The winters here are bone and root chilling. Summers can oscillate between sauna bath and Sahara drought. If you can take 10 good days for the beach you’re fine, or keep jumping in the pool. With our backyard, staycations are the rule, since our travel budget gets used up pretty quickly with remote family.
My wife and I came up with the idea of using clematis as an impact feature and privacy element while looking at plant catalogs. I think I bought the clematis varieties from White Flower Farm; the two varieties are sweet autumn (Clematis terniflora, Zones 4–8) and ‘Sweet Summer Love’ (Zone 4–9). The sweet autumn is more profuse, with five hours of morning and/or afternoon light. ‘Sweet Summer Love’ is not as profuse, with three hours of afternoon light. The soil is rocky clay-loam in nature with slight acidity. I do not water these vines.
I have mixed in an English climbing rose, but it is not doing that well. I like David Austin climbers in general and have numerous climbing varieties.
As you can see, the privacy element has been achieved.

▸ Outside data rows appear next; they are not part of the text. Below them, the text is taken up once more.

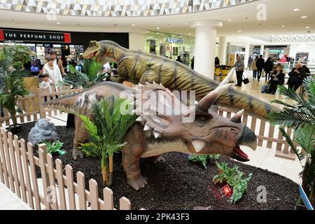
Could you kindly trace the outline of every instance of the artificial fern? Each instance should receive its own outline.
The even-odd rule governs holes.
[[[102,64],[94,59],[84,59],[82,72],[76,71],[72,65],[69,66],[69,74],[60,83],[73,85],[74,88],[82,86],[83,89],[88,89],[102,82],[108,76],[106,73],[102,72]]]
[[[280,132],[285,137],[303,167],[300,173],[303,188],[312,200],[315,188],[315,78],[308,77],[303,80],[303,88],[307,98],[299,95],[291,89],[279,86],[279,93],[295,102],[294,104],[274,99],[272,102],[284,106],[280,112],[271,113],[268,120],[272,125],[279,125]],[[290,137],[284,131],[284,127],[295,129],[295,141],[301,146],[303,151],[299,150],[293,144]],[[302,160],[305,159],[305,164]]]
[[[79,115],[90,135],[90,142],[82,144],[80,148],[89,156],[101,158],[103,179],[106,186],[111,184],[113,163],[110,162],[113,155],[126,144],[122,142],[125,134],[136,119],[135,115],[120,113],[121,107],[129,106],[126,101],[112,96],[106,100],[94,102],[90,118]]]

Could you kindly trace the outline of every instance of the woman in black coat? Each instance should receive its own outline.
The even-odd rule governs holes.
[[[274,62],[272,62],[272,58],[270,57],[267,59],[266,62],[265,62],[265,71],[266,73],[266,76],[265,77],[266,78],[266,81],[270,78],[270,75],[272,70],[274,70]]]
[[[284,74],[282,71],[282,66],[278,64],[276,70],[272,73],[269,80],[269,88],[266,93],[276,94],[276,88],[279,85],[284,85]]]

Close-up of the flowers on sweet autumn clematis.
In containers is Euphorbia ‘Diamond Frost’ (Zones 10–12 or as an annual). They love containers with occasional water and a biweekly application of fertilizer.
And the beautiful leaves of an Aglaonema, sometimes called a Chinese evergreen. These plants are most popular as houseplants, but they can be used in shaded spots outside during warm weather as well.
The garden also yields a harvest of beautiful and delicious peppers.